Opportunity is slated to begin IDD work on the bright band soon. "This will be the first of several stops within this band of rock," Squyres said. "We've been talking about the bright band, but there are actually three distinct layers in it, so we're starting at the top and working our way down. Our plan is to thoroughly work over each of the three layers with the IDD. By sampling it at several different levels in the crater, we're hoping to figure out the processes that led to its formation and its very distinctive appearance."
The MER team, Squyres said, has decided to name the layers after famous, influential sedimentologists and stratigraphers.

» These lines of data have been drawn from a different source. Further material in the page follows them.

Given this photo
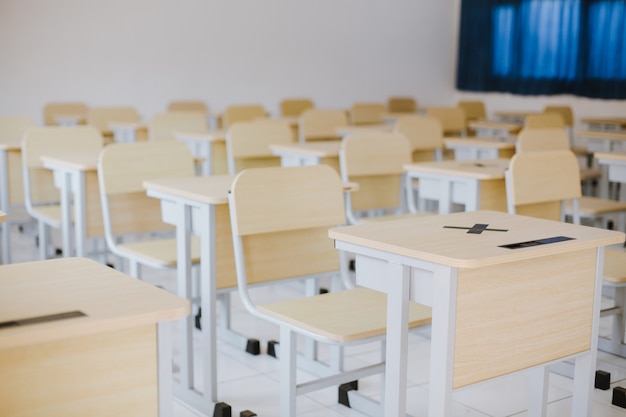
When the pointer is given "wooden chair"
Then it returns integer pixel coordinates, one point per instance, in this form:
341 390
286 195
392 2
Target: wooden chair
401 105
362 114
242 113
425 135
247 143
320 124
132 221
41 196
55 109
101 117
376 162
188 105
539 184
452 120
293 107
280 219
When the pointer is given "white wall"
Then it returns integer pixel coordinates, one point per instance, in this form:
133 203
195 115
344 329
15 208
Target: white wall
147 52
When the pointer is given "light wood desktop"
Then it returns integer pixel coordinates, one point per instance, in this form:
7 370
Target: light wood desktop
210 146
480 148
491 306
76 176
477 184
110 355
309 153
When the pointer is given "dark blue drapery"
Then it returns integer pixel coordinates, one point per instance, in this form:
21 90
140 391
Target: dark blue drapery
543 47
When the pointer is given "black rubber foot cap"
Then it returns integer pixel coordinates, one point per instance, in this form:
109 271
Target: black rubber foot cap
253 346
222 410
343 392
619 397
271 348
603 380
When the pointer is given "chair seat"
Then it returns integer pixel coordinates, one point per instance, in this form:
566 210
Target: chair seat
593 206
614 266
343 316
160 252
49 214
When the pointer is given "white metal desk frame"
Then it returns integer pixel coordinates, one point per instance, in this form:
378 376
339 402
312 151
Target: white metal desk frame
438 289
447 188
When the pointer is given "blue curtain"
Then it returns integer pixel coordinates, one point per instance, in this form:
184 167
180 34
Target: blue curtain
543 47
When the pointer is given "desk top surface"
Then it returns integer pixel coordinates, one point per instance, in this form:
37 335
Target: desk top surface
210 136
483 169
109 299
427 239
319 149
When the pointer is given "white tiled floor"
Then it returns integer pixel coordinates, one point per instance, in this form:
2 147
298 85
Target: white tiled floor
249 382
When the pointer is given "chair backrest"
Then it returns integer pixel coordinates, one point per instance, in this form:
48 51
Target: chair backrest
425 135
542 139
367 113
280 219
50 140
122 169
544 120
247 143
565 111
100 117
320 124
474 109
401 105
12 129
376 162
163 126
293 107
243 113
452 119
52 110
188 105
538 182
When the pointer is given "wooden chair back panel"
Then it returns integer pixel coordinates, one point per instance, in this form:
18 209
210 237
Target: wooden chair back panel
100 117
268 202
188 105
544 120
320 124
367 113
135 212
375 154
295 106
124 167
281 255
401 105
162 126
534 175
243 113
452 119
423 132
52 110
376 192
542 139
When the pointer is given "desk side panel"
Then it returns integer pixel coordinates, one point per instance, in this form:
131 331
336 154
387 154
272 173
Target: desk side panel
521 314
107 374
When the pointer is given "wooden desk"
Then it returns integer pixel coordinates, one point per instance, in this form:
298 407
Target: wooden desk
309 153
476 184
101 364
491 307
76 174
491 128
480 148
125 132
210 146
11 189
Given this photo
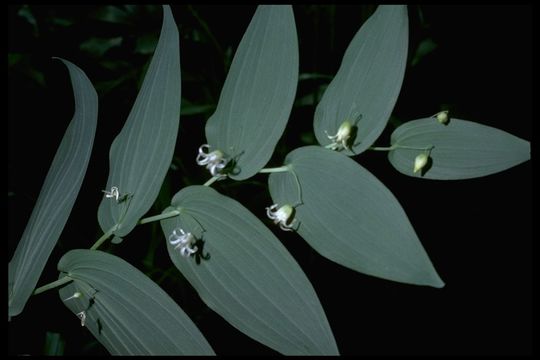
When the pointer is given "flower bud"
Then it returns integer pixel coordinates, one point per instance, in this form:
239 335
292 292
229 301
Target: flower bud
420 161
442 117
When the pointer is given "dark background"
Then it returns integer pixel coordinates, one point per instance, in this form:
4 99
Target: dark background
477 232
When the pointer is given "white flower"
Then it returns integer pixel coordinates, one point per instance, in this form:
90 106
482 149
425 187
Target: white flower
112 194
215 161
341 139
183 241
281 216
420 161
82 316
74 296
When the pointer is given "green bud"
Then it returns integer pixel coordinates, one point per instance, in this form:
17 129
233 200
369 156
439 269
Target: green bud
419 162
442 117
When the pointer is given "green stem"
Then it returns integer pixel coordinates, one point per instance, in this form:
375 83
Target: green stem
397 146
283 168
52 285
160 217
103 237
378 148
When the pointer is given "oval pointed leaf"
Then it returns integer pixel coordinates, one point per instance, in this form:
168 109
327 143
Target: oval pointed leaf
259 91
461 149
141 154
57 195
126 311
350 217
249 277
366 86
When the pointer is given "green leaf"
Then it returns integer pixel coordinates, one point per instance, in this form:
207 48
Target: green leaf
259 91
461 149
126 311
141 154
350 217
246 275
57 195
367 85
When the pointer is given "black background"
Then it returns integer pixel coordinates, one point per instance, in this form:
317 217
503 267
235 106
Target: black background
477 232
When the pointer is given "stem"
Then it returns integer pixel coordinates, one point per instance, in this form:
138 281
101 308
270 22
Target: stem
397 146
283 168
160 217
103 237
52 285
212 180
378 148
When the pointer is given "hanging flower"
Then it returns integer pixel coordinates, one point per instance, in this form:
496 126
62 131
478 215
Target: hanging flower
112 194
420 161
282 216
215 161
183 241
341 139
442 117
82 316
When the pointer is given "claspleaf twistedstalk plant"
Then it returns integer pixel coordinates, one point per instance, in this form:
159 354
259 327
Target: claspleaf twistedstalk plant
248 277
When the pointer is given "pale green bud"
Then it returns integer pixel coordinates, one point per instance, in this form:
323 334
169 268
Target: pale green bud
419 162
442 117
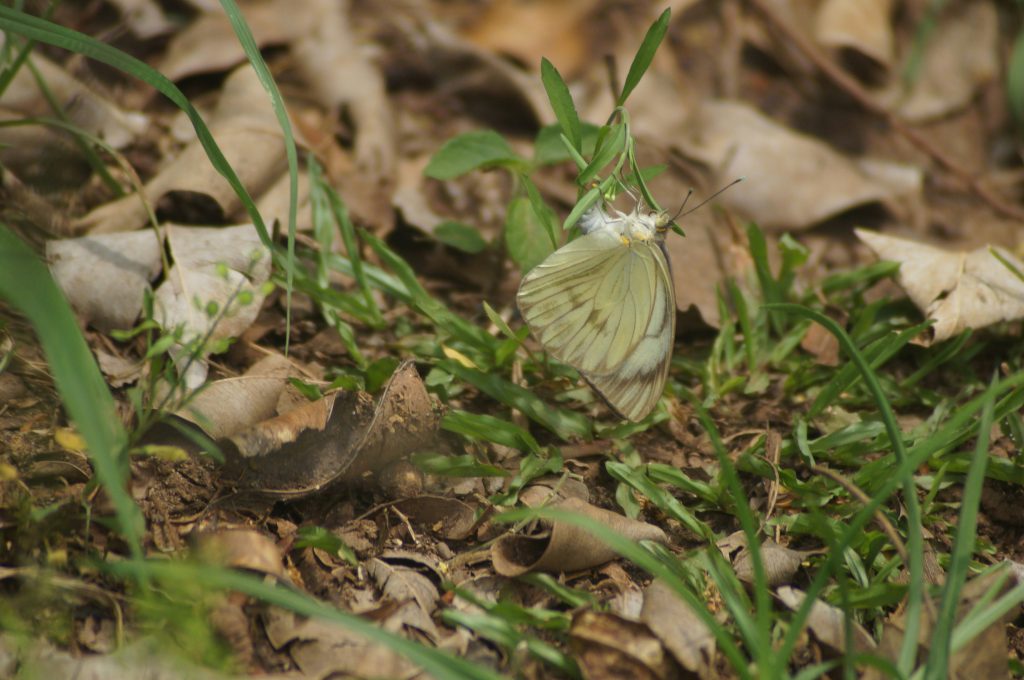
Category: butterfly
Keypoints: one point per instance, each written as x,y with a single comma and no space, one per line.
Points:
604,303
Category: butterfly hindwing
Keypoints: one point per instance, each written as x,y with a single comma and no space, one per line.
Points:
608,309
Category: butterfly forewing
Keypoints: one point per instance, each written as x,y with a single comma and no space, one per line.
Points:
608,309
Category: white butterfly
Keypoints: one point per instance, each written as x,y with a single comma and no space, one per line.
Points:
604,303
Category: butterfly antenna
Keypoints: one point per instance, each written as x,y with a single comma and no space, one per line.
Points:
710,198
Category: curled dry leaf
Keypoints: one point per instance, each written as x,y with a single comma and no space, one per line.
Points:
246,129
242,549
962,56
103,275
229,406
449,517
339,74
209,45
562,547
337,438
828,624
143,17
608,647
863,26
702,261
795,180
780,563
213,265
679,629
958,290
324,649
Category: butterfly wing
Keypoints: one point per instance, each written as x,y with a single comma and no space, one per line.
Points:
609,310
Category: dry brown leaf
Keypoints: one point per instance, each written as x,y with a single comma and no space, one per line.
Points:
958,290
229,406
985,655
961,57
449,517
340,75
143,17
780,563
679,629
103,277
85,108
793,180
247,130
828,624
337,438
609,647
562,547
242,549
704,261
864,26
209,45
212,265
323,649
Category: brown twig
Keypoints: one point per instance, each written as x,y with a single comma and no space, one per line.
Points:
850,85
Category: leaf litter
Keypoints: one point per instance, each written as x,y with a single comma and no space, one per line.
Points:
324,484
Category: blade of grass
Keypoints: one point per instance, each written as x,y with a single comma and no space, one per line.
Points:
960,557
915,544
644,55
436,663
561,102
27,284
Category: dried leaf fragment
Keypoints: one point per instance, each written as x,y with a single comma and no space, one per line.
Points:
958,290
562,547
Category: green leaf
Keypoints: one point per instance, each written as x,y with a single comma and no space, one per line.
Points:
566,424
488,428
645,55
27,285
544,214
1015,80
480,149
613,144
526,238
561,102
461,237
455,466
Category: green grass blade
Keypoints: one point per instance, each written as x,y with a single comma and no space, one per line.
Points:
644,55
438,664
27,284
561,102
644,559
915,542
960,557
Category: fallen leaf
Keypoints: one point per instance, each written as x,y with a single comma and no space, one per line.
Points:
334,439
104,275
679,629
780,563
229,406
215,287
794,180
323,649
828,624
562,547
863,26
609,647
247,131
958,290
242,549
960,58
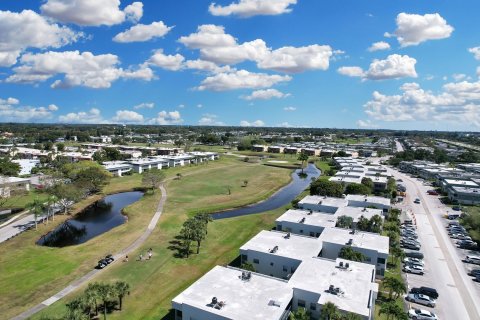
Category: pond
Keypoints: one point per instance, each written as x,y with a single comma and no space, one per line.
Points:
281,198
96,219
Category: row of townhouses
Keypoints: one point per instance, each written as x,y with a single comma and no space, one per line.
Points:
296,266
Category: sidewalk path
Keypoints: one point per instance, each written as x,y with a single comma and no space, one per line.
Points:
81,281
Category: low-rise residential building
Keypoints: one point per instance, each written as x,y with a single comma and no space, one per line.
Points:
26,165
305,222
355,200
349,285
10,186
279,254
323,204
117,168
374,246
228,293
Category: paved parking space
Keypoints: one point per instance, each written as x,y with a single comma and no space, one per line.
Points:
459,295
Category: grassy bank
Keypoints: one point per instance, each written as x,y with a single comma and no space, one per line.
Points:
46,270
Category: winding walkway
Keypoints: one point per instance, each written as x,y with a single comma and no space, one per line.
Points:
83,280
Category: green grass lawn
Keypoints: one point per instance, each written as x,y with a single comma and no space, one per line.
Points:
44,271
21,201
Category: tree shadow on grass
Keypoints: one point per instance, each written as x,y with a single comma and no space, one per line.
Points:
170,315
176,247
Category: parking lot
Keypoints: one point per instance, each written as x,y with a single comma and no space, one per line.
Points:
443,266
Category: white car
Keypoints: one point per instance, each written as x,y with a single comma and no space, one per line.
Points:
421,299
419,314
415,269
417,261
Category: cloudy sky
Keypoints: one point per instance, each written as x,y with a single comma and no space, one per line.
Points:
405,64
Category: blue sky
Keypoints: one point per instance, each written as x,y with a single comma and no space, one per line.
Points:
344,64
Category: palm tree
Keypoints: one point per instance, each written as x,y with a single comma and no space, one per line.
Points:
397,253
391,309
76,309
121,289
36,207
300,314
329,311
91,296
51,202
303,157
105,293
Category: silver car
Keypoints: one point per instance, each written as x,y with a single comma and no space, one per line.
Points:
419,314
421,299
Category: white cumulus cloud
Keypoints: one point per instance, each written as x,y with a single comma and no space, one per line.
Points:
413,29
221,48
79,69
241,79
11,110
393,67
256,123
458,103
266,94
144,105
210,120
167,118
92,116
143,32
377,46
27,29
475,51
91,12
249,8
169,62
127,116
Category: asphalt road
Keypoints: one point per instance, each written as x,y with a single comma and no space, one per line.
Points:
459,295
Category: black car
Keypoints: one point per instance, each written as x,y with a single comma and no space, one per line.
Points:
102,264
474,273
431,292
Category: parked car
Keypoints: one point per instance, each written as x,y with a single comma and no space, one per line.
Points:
109,258
410,246
419,314
421,299
474,272
102,263
453,216
413,260
472,259
431,292
413,254
413,269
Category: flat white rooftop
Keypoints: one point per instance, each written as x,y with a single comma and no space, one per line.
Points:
369,199
294,246
250,299
355,283
326,201
315,218
364,240
357,212
464,183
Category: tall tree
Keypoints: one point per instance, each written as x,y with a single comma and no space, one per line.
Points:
303,157
36,207
349,254
153,178
300,314
121,290
105,293
329,311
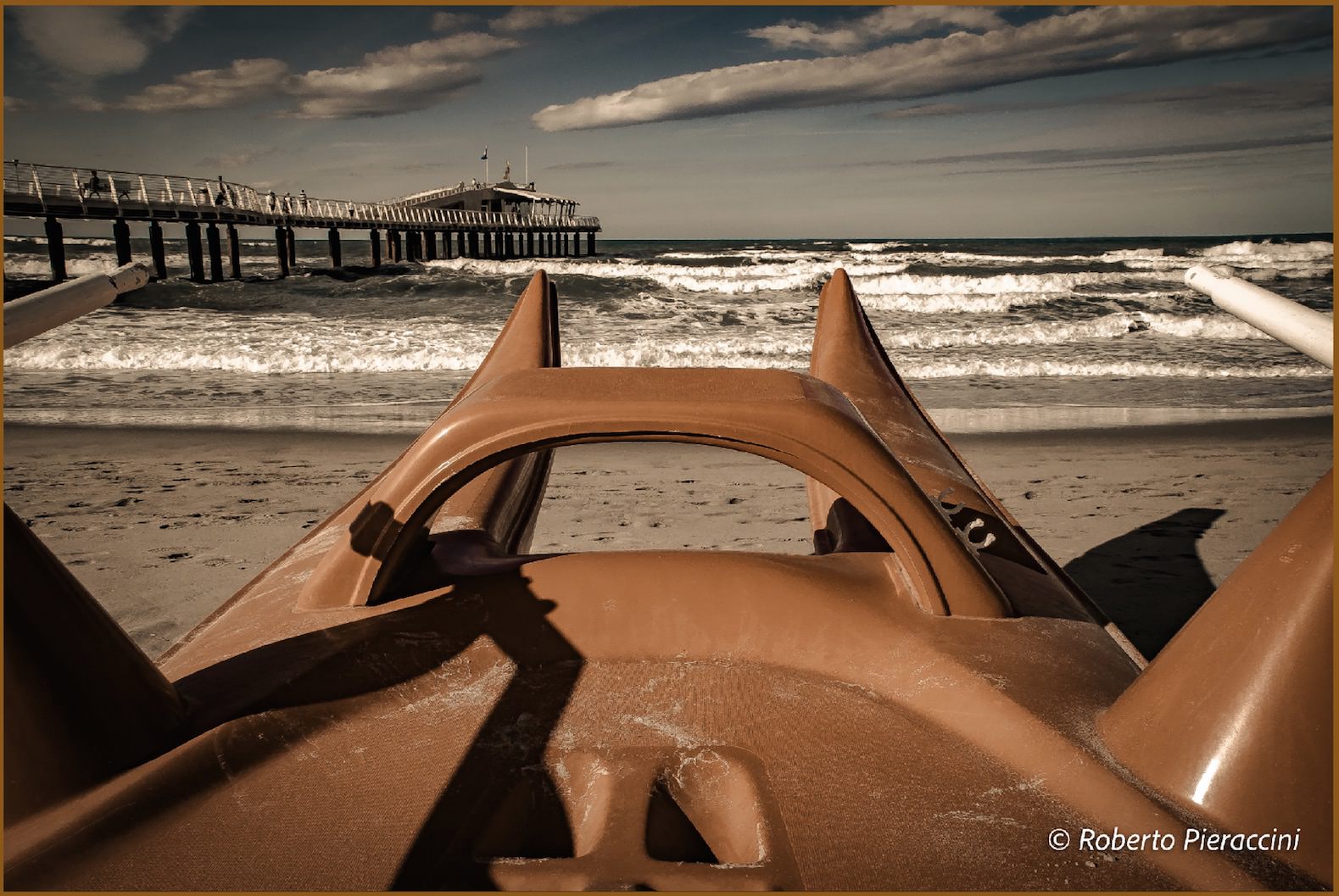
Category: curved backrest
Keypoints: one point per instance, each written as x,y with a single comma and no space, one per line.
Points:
773,415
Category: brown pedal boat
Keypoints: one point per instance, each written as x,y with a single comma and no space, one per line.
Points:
409,699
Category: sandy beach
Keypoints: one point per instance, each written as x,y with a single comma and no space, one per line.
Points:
162,526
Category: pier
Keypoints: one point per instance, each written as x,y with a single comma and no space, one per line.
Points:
515,221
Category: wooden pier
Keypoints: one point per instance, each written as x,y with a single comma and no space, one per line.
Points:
411,229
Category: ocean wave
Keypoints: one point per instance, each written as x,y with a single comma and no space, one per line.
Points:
291,343
39,267
998,292
1057,332
1013,369
874,247
715,279
1232,252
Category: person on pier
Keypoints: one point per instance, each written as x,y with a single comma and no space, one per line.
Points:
94,186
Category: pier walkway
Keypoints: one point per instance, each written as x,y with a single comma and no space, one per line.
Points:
411,232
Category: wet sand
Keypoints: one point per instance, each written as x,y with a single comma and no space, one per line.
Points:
162,526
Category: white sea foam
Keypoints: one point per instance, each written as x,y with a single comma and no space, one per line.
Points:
200,341
715,279
1017,367
874,247
1244,249
38,265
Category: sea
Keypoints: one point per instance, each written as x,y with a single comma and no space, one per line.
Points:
990,334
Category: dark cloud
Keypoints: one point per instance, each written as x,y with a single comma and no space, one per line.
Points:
243,82
578,166
1087,41
1042,159
92,42
885,22
1287,95
531,18
386,82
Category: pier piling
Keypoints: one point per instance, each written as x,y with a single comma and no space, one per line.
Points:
235,253
57,249
216,256
157,251
194,254
282,251
120,233
337,259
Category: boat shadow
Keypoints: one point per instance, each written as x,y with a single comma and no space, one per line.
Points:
499,799
1151,580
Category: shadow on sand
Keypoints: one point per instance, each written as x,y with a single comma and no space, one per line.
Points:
1149,582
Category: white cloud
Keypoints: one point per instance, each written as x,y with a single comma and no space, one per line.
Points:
1091,39
92,42
243,82
395,80
887,22
388,81
237,159
531,18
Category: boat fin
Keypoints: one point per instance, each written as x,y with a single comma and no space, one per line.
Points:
82,702
848,353
493,515
529,337
502,504
1232,721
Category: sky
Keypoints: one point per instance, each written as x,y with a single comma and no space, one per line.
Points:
714,122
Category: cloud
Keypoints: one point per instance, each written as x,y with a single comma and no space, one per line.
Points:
1091,39
450,20
92,42
237,159
883,23
531,18
243,82
386,82
580,166
1043,159
395,80
1281,95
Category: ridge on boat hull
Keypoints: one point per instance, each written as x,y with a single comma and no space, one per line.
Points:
409,699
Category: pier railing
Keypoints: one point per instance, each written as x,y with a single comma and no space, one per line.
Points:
32,189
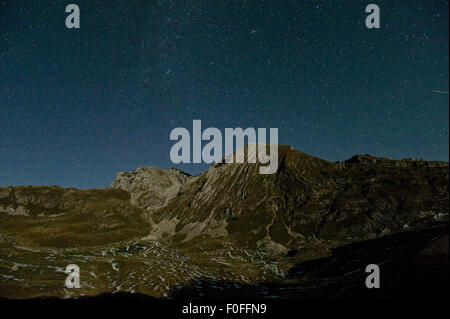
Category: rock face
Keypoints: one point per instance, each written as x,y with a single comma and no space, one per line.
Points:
307,199
151,187
51,216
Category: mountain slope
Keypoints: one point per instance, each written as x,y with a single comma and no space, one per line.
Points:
307,199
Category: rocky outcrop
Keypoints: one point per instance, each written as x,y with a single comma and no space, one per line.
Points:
308,199
151,187
51,216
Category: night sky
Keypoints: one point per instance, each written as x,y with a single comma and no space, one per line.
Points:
79,105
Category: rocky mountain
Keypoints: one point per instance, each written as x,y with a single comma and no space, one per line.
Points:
160,232
52,216
308,199
151,187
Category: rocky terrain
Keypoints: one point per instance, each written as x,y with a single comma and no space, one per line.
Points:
306,231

The first layer -- where the rover will soon begin work -- is Steno -- after Nicholas Steno. "He is in many respects the father of sedimentology and stratigraphy, the guy who first articulated Steno's Principle -- that is, in a stack of rock the oldest ones lie at the bottom and the youngest ones lie at the top so you can actually do chronology by looking at layered rocks," informed Squyres.
Although Opportunity has been doing IDD work for more than three and a half Earth years, nearly two Mars years, the team plans to conduct this work carefully and take its sweet, appropriately calculated time. "IDD work on flat ground is one thing and on a 25-degree slope is another entirely," noted Squyres. "For example, some of the things we do with the IDD, like using the RAT, involve pushing down on the ground and if you're perched on slope like that, then pushing down can potentially be a risky thing because it might cause the wheels to shift. That could be a dangerous situation to get into."
"It's a challenging space because the rover is rolled at about 25 degrees right now, which is the limit of where we wanted to be," Callas agreed. "But we're doing some tests to make sure it's safe to use the IDD at these very high rolls, and we expect to be proceeding with in situ measurements in coming days."
Plans right now call Opportunity to be at this site for a number of weeks. Because of Opportunity's tilted position, the plans call for the ground to be in the loop on things where normally it wouldn't be, which takes time. In addition, the RAT, which suffered a failure in the encoder on the grind motor, can be used with the workaround that JPL and Honeybee devised but it takes longer to use the instrument. "We used to be able to brush and RAT a spot in one sol and now it takes two," said Squyres. "We want also to do good Mössbauer measurements on this and our Mössbauer spectrometer radiation source has gotten quite weak, so it will take days to get good readings," he added.
"We have invested so much time and so much effort in getting to this place and there is such interesting science at stake here that we're going to take our time and do it right," Squyres explained. "I suspect that we will be working in our current vicinity, within 5 meters of where we now sit, for quite a few weeks as we investigate these three layers, do the RAT grinding on each, take careful measurements with all of the instruments. It's going to take a while -- and it's going to be a lot of fun."
School has started again and even though the rovers are a full-time job even for those who have "day jobs," no one on this team is complaining. Spirit is, at long last Home and Opportunity is exploring Victoria Crater. "It has been a long time in coming," said Callas. "We're excited."